12 Dec 2022
Many of my colleagues went to the excellent DCD Awards last week to network with their fellow industry peers. It's the traditional 'end-of-year' get together for our community. The nature of activity, projects, timelines being brought to a conclusion at an 'end of year' event made me realise even more how my area of the business is 365/24/7.
Compliance and security especially, never sleep and while Team Kao enjoyed a brilliant Christmas get-together last week, everything at our data centres was still being monitored, checked and under close scrutiny - that's the significance of data centres to our customers, and as the pandemic showed us, communities and the country.
This significance is growing, and so much so that the UK Government has recently published a consultation on new measures to boost the security and resilience of critical infrastructures and is requesting input on whether measures that have been mandated for other sectors should also be used for data centres. Whilst some aspects of this consultation could be deemed as regulation overkill, demand for tighter control and accountability is not unreasonable considering that all information pertaining to our personal and professional identities, as well as IoT derived data, is stored on a computer, or in a data centre, somewhere.
Data centres are no longer in the shadows
Global digitisation in relatively short timeframes – again fuelled by the pandemic - has also raised awareness about assured hardware performance and data security. As such both are coming under greater public scrutiny. It’s not just about operability, data centres are increasingly finding themselves at odds with environmentalists because of their energy usage and the perceived impact they’re having on the environment.
Data, for example, has become a highly tradable commodity on the darknet, so regulations pertaining to infrastructure resilience, cloud security and cyber security must be strictly enforced and adhered to. Enterprises and SMEs, regardless of sector, are increasingly imparting huge chunks of their business responsibilities onto data centre and colocation providers. They want reassurance they’ve selected the right provider for their requirements, and that their SLAs will be met, regardless of any unexpected event. Compliance is therefore integral to a client’s risk assessment process. Not only that, demonstrating compliance assures both customers and suppliers, bolsters investor support and is fundamental to protect brand reputation.
The industry has always been tightly regulated
Although regulatory compliance is currently very much in “Vogue”, the industry has always been tightly regulated. What has changed more recently, is the broadening scope of said regulation. Once limited to a provider’s actual facility, it has now moved into the realms of CSR (corporate social responsibility) and ESG (Environmental, Social, and Corporate Governance) - focusing on energy sources, sustainability and carbon emissions in particular.
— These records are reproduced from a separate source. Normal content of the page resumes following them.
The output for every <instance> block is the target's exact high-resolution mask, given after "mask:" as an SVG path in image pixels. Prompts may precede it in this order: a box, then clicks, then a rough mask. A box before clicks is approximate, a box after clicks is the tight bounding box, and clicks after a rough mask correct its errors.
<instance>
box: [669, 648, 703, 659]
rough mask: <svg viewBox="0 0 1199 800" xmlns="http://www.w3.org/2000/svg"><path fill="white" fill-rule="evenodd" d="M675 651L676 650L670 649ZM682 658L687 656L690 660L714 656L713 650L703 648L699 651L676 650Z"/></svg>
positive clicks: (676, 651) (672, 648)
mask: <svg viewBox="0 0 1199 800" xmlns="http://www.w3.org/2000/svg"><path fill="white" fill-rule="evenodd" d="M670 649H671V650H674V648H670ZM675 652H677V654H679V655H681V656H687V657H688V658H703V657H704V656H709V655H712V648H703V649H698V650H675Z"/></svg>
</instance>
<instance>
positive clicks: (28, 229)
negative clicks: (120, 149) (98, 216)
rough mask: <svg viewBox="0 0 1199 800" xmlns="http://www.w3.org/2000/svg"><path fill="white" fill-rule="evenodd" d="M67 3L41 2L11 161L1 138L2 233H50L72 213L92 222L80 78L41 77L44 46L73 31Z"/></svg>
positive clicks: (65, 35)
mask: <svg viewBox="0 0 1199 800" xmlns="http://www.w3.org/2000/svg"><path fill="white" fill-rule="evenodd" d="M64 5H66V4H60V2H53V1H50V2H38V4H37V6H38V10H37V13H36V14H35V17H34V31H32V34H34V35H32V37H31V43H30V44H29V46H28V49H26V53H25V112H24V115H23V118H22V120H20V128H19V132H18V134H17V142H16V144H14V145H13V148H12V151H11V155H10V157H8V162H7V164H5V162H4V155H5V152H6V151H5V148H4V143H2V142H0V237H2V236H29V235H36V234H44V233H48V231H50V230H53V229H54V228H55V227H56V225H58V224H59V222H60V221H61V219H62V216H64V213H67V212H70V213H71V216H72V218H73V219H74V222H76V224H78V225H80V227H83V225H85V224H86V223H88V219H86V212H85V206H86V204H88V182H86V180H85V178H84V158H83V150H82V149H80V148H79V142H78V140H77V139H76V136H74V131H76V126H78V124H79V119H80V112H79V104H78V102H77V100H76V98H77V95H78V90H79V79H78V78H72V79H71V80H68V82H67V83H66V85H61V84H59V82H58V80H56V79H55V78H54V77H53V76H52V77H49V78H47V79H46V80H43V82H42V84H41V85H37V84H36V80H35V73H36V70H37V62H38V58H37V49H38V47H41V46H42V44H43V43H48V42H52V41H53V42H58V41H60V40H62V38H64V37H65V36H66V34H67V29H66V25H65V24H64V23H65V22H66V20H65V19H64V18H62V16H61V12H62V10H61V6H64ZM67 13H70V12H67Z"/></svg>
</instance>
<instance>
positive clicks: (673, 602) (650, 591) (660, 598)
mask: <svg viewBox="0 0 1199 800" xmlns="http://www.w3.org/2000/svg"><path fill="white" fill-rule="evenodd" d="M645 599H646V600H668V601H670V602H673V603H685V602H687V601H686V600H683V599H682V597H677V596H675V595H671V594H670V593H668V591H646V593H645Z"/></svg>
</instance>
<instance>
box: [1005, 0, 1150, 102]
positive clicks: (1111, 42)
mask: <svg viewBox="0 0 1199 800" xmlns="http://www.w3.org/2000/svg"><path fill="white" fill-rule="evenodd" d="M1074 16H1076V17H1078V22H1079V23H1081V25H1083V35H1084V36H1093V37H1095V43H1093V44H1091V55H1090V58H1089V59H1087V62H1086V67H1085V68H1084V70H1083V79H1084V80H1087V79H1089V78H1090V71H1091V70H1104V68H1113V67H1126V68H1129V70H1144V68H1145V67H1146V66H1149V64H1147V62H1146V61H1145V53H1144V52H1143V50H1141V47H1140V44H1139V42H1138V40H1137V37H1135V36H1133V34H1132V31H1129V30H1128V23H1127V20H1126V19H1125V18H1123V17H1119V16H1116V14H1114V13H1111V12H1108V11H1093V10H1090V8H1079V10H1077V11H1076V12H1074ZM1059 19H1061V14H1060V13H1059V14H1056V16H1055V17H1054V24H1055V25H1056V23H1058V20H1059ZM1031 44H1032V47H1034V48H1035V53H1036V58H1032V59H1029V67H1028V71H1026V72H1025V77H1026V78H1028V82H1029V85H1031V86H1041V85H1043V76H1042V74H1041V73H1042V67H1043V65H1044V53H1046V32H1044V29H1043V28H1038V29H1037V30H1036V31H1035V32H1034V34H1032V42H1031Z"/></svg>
To complicate things further, no single industry standard - ISO9001, IS04001, ISO22301, IS027001, IS045001 - relates solely to critical infrastructure. Data centres, because of their sheer magnitude, must satisfy the requirements of all the above and more besides.
Things don’t stand still as far as compliance is concerned either. Regulation is a constantly moving target and those responsible for enforcement must be ahead of the game, primarily because the consequences of non-compliance can be very serious – and not just from a financial perspective.
To give this some context, I monitor all regulatory changes and noted that in 2020 circa 217 regulatory updates were posted every day globally. By 2021 this figure reached over a thousand thanks to new initiatives coming into play. Not all updates were data centre-related, but big numbers like these illustrate the scale of maintaining regulatory compliance, which has historically been a predominantly manual process. And, with numbers like that you can see why I was so pleased to have Niki Greene join us in the Compliance team last month!
Innovations in AI and machine learning are set to be a game changer because a well-implemented system can speed things up by dynamically monitoring changes, thus reducing false positives and addressing human error – all of which makes for far more efficient operations.
Not just a box ticking exercise
Regulatory compliance as far as Kao Data is concerned isn’t just about ticking the right boxes or obtaining the right certification. A significant proportion of our clients operate in highly regulated sectors, including the financial services space, and they consistently choose us because of our due diligence, our high performance campus and our sustainability ethos.
To a certain extent, the most challenging aspect of compliance as far as Kao Data is concerned is keeping pace with its own commercial success. As a business we’re growing quickly and driving best practice, making sure we’re operating in accordance with our own guidelines as well as our customers’, which is integral to the process. We are incredibly proud of our compliance standards, and we hope to lead the way in the integration of AI to compliance processes going forward.